Evoluiu a consciência das pessoas. Basta considerar que mais de 20 anos atrás Chico Mendes foi assassinado e apenas meia dúzia de pessoas estavam envolvidas com a causa da Amazônia. Hoje há toda a polêmica em torno do Código Florestal e pesquisas de opinião mostram que 80% dos brasileiros preferem pagar mais pelos alimentos para proteger a floresta. Creio que são os maiores indicadores de que a consciência é outra. Isso ainda não se traduz em mudança de atitude, mas há muitos passos nessa direção. Nas duas décadas passadas, evoluiu também a base legal para a proteção de nossos ativos ambientais. Temos agora uma lei de crimes contra a natureza, o mapa dos biomas brasileiros e das zonas prioritárias para conservação da biodiversidade, uma lei nacional das águas e um sistema nacional de unidades de conservação, com 70 milhões de hectares de áreas preservadas. Orgulho-me de saber que, desse total, 24 milhões de hectares foram criados durante a minha gestão como ministra do Meio Ambiente, de 2003 a 2008. Se não houvesse essa evolução de consciência, sequer teria sido possível implementar o Plano de Combate ao Desmatamento, que levou à redução de 80% da derrubada da floresta graças à inibição de 1,5 mil propriedades ilegais e à aplicação de 4 bilhões de reais em multas.
Tal consciência despontou nos políticos ou nos cidadãos?

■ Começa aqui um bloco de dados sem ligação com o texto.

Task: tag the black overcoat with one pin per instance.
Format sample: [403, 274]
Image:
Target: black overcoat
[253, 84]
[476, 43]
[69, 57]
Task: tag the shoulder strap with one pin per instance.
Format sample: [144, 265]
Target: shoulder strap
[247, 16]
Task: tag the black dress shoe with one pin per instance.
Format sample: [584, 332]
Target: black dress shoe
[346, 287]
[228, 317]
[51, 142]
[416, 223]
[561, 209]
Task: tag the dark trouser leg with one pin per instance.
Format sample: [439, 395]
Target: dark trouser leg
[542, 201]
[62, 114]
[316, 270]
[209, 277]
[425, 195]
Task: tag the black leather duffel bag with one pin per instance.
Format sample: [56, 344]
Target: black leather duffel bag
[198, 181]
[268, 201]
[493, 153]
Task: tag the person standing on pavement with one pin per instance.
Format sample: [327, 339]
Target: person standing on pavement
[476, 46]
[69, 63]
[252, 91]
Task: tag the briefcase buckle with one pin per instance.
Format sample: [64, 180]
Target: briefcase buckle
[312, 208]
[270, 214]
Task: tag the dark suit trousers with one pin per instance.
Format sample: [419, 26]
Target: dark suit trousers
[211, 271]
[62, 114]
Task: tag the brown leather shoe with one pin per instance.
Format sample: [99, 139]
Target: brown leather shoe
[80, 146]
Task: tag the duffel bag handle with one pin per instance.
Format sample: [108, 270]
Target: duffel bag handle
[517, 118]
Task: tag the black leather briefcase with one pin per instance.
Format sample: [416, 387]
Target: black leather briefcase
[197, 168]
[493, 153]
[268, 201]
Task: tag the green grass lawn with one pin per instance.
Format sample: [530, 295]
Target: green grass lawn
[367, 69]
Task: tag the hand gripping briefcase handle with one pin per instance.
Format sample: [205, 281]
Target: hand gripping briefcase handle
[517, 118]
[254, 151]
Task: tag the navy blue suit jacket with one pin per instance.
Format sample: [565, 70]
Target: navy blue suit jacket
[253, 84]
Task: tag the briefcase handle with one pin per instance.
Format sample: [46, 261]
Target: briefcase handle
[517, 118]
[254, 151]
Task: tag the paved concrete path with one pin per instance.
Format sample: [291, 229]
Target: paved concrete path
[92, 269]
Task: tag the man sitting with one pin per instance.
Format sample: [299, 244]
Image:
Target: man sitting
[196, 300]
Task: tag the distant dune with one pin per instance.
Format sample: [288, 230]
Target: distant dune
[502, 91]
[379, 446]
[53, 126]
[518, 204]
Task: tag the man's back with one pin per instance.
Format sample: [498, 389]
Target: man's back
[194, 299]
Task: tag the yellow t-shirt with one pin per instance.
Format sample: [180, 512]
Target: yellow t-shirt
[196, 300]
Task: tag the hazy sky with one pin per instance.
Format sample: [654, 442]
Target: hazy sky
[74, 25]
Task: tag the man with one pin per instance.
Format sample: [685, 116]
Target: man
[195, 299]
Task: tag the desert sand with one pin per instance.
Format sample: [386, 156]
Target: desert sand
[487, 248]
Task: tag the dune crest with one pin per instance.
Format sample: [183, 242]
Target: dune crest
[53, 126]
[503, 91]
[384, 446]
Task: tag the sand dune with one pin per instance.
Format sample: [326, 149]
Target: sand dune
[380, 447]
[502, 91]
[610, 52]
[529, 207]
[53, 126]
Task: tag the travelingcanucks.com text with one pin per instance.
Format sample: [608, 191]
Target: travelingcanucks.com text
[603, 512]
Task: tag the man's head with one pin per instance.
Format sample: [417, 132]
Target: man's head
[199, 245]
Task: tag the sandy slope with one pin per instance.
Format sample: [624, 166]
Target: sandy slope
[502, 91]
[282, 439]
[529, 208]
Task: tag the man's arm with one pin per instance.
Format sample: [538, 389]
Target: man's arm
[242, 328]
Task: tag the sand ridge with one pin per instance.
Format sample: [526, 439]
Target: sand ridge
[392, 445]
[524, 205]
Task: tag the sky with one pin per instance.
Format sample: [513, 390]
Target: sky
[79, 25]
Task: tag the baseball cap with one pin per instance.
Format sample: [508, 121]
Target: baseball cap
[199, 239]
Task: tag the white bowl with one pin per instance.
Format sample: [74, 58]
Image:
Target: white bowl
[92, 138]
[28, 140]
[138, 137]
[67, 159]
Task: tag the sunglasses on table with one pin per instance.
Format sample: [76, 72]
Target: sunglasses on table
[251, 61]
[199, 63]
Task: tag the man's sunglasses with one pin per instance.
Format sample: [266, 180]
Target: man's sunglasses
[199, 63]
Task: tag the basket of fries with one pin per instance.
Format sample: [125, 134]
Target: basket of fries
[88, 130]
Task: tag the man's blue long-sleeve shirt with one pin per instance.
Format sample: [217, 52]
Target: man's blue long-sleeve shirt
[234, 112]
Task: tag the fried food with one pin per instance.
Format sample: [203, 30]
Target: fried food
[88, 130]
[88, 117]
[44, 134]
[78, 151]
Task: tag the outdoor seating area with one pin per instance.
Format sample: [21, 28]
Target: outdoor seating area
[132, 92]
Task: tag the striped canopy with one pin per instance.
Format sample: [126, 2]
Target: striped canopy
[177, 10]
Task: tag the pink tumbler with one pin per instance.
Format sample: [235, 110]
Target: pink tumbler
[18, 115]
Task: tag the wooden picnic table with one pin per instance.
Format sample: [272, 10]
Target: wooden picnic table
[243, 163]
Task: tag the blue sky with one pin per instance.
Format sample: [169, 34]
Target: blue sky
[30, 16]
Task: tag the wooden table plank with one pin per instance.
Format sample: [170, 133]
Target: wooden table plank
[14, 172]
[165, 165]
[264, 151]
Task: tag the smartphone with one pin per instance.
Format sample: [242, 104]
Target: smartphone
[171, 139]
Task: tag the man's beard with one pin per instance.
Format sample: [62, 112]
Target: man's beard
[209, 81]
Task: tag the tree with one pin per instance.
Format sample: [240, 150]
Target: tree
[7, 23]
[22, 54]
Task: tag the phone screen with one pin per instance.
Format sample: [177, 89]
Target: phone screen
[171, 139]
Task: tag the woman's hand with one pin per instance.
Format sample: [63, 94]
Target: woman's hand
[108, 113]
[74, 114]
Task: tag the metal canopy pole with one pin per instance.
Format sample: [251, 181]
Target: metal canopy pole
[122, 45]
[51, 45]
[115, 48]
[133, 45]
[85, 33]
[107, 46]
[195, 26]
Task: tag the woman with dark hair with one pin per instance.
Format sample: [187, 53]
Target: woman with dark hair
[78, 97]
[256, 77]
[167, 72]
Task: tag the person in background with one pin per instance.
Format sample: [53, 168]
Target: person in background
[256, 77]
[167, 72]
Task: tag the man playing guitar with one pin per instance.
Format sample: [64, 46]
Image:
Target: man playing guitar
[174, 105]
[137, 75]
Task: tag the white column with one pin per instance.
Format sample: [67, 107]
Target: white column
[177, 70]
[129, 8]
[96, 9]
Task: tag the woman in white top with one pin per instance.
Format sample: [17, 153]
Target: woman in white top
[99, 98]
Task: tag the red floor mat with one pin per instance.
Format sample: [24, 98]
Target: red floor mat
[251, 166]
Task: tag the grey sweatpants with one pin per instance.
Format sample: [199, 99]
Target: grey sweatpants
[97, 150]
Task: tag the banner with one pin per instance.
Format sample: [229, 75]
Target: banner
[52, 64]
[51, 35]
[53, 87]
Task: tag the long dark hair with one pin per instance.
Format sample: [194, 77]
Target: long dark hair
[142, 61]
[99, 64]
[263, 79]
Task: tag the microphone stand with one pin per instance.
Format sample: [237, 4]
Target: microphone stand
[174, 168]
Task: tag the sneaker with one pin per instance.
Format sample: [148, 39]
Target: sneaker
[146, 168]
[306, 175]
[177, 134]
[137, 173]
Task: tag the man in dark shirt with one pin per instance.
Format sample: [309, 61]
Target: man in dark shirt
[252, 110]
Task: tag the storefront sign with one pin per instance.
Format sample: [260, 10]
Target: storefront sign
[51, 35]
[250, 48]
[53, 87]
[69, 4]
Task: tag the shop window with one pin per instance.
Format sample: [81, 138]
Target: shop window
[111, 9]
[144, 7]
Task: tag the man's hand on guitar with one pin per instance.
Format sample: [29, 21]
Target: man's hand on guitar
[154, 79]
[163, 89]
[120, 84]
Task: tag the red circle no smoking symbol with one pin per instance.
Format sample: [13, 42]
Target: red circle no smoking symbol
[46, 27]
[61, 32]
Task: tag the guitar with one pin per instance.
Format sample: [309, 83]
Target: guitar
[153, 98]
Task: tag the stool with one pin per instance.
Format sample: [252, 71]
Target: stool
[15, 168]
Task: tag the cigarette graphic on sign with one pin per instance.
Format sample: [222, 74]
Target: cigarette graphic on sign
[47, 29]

Sobretudo nos cidadãos. Apesar disso existe um retrocesso, em que a maioria dos políticos quer alterar o Código Florestal e a legislação de criação de terras indígenas no Brasil. Também removeram as competências do Ibama para fiscalizar o desmatamento e no primeiro ano da presidente Dilma nenhum hectare de unidade de conservação sequer foi criado. Vejo, então, um paradoxo: enquanto aumenta a consciência ambiental das pessoas, notamos um recuo da representação política, pautada por grupos – ainda que minoritários – mais conservadores, na questão socioambiental. É um fenômeno que acontece no mundo inteiro. Há um lobby pesado contra qualquer medida nos Estados Unidos em relação à Convenção do Clima. Mas em boa parte da sociedade mundial cresceu a consciência socioambiental.